In an interview with NBC News anchor Brian Williams, Obama also said there are significant differences between the situation in Libya and the war in Iraq, a military action that inspired him to say as a candidate that presidents can only personally authorize a military attack in order to stop an "actual or imminent threat to the nation."
"The key point here is that this is not a situation analogous to Iraq, in which we are devoting ground troops and a long protracted battle that puts American lives at risk," Obama said, according to a transcript released by the network. "For us to take this limited action, limited both in time and scope … I think was the right thing to do."
The interview was the first time Obama has responded to a direct question about his comment from 2007. It came in a series of conversations Obama taped with network anchors on Tuesday, as he takes his sales pitch for the military action in Libya on the road.

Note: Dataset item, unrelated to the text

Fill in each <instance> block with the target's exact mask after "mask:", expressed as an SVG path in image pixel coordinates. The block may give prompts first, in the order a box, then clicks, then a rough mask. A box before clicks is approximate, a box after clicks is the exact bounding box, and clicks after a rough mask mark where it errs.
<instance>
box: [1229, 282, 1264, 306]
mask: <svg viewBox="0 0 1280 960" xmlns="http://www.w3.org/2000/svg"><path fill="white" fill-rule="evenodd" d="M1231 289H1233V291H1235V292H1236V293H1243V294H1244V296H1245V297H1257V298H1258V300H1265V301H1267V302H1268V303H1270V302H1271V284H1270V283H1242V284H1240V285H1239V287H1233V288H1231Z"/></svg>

After addressing the nation Monday in the first extended remarks since the airstrikes began, Obama traveled to New York City to do the interviews and appear at Democratic fundraisers in the evening. In between, he delivered remarks at the dedication of the new building for the United States Mission to the United Nations, named in honor of former Commerce Secretary Ron Brown.
At the U.N. ceremony, Obama praised what he called the "extraordinary leadership" of former President Bill Clinton in the Balkans, where Clinton launched a NATO bombing campaign to stop the Serb crackdown on ethnic Albanians seeking independence.
There are times, Obama said, in which "our conscience and our common interests compel us to act."
That doesn't mean the U.S. can do so whenever it wants, he said, echoing an idea prominent in this week's campaign to convince Americans he did the right thing in Libya.
Under his leadership, he said, the U.S. will take such actions in concert with other nations.
The world is "more secure and the interests of the United States are best advanced when we act collectively," Obama said. "The burden of action should not always be America's alone."